The meaning of direct supervision in particular has not always been crystal clear, and CMS, lacking an easy way to monitor the standard, has essentially left it up to whistleblowers to raise "any concerns about patient safety due to inappropriate supervision."5 This was rarely the best context for resolving disputes about the standard's meaning. Plaintiffs in False Claims Act cases easily misinterpreted direct supervision to require a level of physician presence that is more akin to personal rather than direct supervision.
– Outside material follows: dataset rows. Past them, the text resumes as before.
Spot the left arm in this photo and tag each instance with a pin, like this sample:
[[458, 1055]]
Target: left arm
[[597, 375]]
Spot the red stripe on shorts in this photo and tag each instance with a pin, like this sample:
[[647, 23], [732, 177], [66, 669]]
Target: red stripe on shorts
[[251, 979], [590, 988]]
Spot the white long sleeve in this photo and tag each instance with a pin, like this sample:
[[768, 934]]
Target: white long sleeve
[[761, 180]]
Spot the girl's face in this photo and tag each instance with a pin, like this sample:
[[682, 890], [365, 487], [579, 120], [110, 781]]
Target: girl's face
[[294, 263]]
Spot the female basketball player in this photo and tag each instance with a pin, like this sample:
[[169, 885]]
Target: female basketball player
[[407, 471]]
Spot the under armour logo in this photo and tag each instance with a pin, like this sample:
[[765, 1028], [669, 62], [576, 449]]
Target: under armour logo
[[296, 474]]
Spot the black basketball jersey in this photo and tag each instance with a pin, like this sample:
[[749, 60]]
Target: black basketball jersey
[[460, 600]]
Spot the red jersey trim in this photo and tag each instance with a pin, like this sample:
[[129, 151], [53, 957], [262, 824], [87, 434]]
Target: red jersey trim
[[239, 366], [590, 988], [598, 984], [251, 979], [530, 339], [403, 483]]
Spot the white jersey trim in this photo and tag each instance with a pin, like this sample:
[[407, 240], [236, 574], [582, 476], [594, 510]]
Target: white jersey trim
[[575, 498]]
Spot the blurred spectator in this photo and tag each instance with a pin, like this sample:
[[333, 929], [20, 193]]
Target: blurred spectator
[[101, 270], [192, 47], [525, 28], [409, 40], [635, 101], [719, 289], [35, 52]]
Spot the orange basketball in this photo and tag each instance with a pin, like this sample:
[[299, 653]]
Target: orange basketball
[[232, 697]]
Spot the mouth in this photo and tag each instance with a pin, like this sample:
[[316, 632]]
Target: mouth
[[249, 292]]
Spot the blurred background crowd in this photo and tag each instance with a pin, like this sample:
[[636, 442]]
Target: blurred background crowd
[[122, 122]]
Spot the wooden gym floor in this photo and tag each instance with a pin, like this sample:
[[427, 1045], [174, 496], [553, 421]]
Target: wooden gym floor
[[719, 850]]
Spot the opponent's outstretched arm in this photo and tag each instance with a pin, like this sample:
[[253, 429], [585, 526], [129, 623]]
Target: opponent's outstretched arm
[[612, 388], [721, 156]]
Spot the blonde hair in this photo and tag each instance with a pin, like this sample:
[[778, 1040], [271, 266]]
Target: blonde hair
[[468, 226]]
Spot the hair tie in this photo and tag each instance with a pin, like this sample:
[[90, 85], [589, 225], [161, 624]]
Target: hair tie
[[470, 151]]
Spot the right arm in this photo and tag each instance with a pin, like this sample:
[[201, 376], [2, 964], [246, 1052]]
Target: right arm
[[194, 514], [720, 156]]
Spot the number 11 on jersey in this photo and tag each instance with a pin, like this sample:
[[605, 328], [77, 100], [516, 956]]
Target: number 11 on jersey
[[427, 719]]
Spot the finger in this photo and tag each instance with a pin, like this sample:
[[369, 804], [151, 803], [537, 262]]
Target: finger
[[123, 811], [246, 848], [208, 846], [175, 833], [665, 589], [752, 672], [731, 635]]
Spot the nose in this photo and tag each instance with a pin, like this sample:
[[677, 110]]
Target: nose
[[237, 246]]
It seems reasonable to hope that CMS's Final rule implementing a lower level of general supervision will reduce the opportunity for litigation on this issue.

This does not diminish the continuing importance of 42 C.F.R. § 410.27 for hospitals seeking payment under Medicare Part B for outpatient services. This Rule contains conditions of payment (i.e., "Medicare Part B pays . . . if"). Failure to comply may lead to a Medicare payment denial. Fortunately, hospitals should find it easier to meet the payment standard established under the new Rule.

Some other supervision requirements are merely conditions of participation, which may not "cause payment to be denied for that individual service" (84 Fed. Reg. at 61360) (e.g., Medicare hospital patients must be under the care of a physician (42 C.F.R. § 482.12(c)(4)), see ibid.). They too are of paramount importance in complementing the supervision requirement set under this payment rule. CMS reminds hospitals that consistent violations of conditions-of-participation supervision requirements can lead to provider corrective action plans and, ultimately, termination from Medicare participation if deficiencies are not cured. Ibid.

CMS also commits to monitor for any decline in the quality of outpatient therapeutic services provided to Medicare beneficiaries as a result of the new payment policy (84 Fed. Reg. at 61361). Hospitals should keep this in mind as well, when reviewing or setting the appropriate supervision standards for particular outpatient hospital services in provider credentials and hospital bylaws and policies.


1 Medicare Benefit Policy Manual (MBPM), Ch. 6, § 20.5.2.
 

2 Department of Health and Human Services, Centers for Medicare & Medicaid Services, "Medicare Program: Changes to Hospital Outpatient Prospective Payment and Ambulatory Surgical Center Payment Systems and Quality Reporting Programs; Revisions of Organ Procurement Organizations Conditions of Coverage; Prior Authorization Process and Requirements for Certain Covered Outpatient Department Services; Potential Changes to the Laboratory Date of Service Policy; Changes to Grandfathered Children's Hospitals-Within-Hospitals; Notice of Closure of Two Teaching Hospitals and Opportunity to Apply for Available Slots." Available here.

3 Note that all citations to 42 C.F.R. § 410.27 are to the current version of the regulation (pre-2020).

4 CMS "Hospital Outpatient Therapeutic Services That Have Been Evaluated for a Change in Supervision Level" (March 10, 2015), available here. The agency retains its ability to consider increasing the supervision level of an individual hospital outpatient service to a level more intensive than general supervision through notice and comment rulemaking, and continues to have the Hospital Outpatient Payment Panel provide advice on the appropriate supervision levels for hospital outpatient therapeutic services. 84 Fed. Reg. at 61360-61.

5 Medicare Payment Advisory Commission Report, p. 6, Physician Supervision Requirements in Critical Access Hospitals and Small Rural Hospitals (Dec. 2017), available here.

DISCLAIMER: Because of the generality of this update, the information provided herein may not be applicable in all situations and should not be acted upon without specific legal advice based on particular situations.